A shared dumpfs partition will normally coexist with a swap partition; the dumpfs superblock is stored at an offset which leaves the swap signature alone. A shared dump partition has no superblock on disk until the first dump file is created. Mounting a dumpfs partition with "-o clear" will completely zero the dumpfs superblock, including the magic field. This ensures that old dumpfs data in a shared partition will not be used, its contents are unreliable because of the data sharing.
When mounting a shared dumpfs partition, no check is made to see if the disk contains a dumpfs superblock.
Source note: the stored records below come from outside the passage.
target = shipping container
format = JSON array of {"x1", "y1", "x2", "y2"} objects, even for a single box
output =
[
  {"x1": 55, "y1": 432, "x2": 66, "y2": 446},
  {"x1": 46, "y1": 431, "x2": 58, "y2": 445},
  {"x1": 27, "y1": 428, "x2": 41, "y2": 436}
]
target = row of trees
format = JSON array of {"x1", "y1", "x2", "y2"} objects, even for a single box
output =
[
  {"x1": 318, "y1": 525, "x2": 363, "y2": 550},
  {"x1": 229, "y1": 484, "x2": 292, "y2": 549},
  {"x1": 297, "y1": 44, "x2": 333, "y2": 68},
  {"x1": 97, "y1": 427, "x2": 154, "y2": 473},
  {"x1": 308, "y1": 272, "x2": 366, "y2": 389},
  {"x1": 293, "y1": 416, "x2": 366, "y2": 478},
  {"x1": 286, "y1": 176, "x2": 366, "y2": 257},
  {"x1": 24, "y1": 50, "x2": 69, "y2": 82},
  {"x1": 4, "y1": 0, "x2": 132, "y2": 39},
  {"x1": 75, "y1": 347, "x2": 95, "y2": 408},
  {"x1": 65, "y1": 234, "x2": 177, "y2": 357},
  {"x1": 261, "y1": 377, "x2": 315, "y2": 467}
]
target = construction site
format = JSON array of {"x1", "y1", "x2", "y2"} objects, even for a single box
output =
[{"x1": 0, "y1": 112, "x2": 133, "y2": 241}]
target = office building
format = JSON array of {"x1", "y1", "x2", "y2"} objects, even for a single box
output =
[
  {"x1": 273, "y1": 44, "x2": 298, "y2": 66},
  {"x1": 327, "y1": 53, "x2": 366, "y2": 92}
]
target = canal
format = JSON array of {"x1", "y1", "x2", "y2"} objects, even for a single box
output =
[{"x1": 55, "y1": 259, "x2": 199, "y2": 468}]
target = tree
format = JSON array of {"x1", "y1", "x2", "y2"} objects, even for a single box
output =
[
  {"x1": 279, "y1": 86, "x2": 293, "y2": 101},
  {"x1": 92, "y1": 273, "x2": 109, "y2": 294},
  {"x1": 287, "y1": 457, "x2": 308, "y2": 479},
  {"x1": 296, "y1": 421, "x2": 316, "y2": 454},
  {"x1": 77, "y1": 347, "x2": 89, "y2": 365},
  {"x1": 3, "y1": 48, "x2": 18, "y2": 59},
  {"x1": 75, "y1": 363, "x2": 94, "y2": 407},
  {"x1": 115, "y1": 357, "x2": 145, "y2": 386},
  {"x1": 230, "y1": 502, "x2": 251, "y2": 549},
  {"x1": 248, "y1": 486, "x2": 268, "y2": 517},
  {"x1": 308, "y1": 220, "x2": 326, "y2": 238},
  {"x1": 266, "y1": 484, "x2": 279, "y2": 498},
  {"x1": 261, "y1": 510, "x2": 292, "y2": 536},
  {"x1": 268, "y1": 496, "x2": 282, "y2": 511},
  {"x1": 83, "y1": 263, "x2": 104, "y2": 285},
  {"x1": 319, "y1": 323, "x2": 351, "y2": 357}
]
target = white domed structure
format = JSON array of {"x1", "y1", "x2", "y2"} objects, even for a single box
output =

Mounting a dumpfs partition with -o share will only share with a swap partition, it will not share with any other mounted partition.
A non-shared dumpfs partition must have a superblock before being mounted. mkfs.dumpfs and fsck.dumpfs (only used for non-shared partitions) are trivial. Mounting dumpfs with "-o noshare,clear" will clear the metadata in the dumpfs superblock, but preserve the magic field.
dd if=/dev/zero of="$1" bs=64k count=1
echo 'dum0' | dd of="$1" bs=64k seek=1 conv=sync
Each dumpfs partition can be mounted with option poll or nopoll, the default is poll. Poll uses low level polled mode I/O direct to the partition, completely bypassing the normal interrupt driven code. This is done in an attempt to get the data out to disk even when the kernel is so badly broken that interrupts are not working. Poll requires that the device driver for the dumpfs partition supports polling mode I/O. Nopoll uses the standard kernel I/O mechanisms, so it is not guaranteed to work when the kernel is crashing. Nopoll should only be used when your device driver does not support polling mode I/O yet; you must accept that dumpfs may hang waiting for the I/O to be serviced.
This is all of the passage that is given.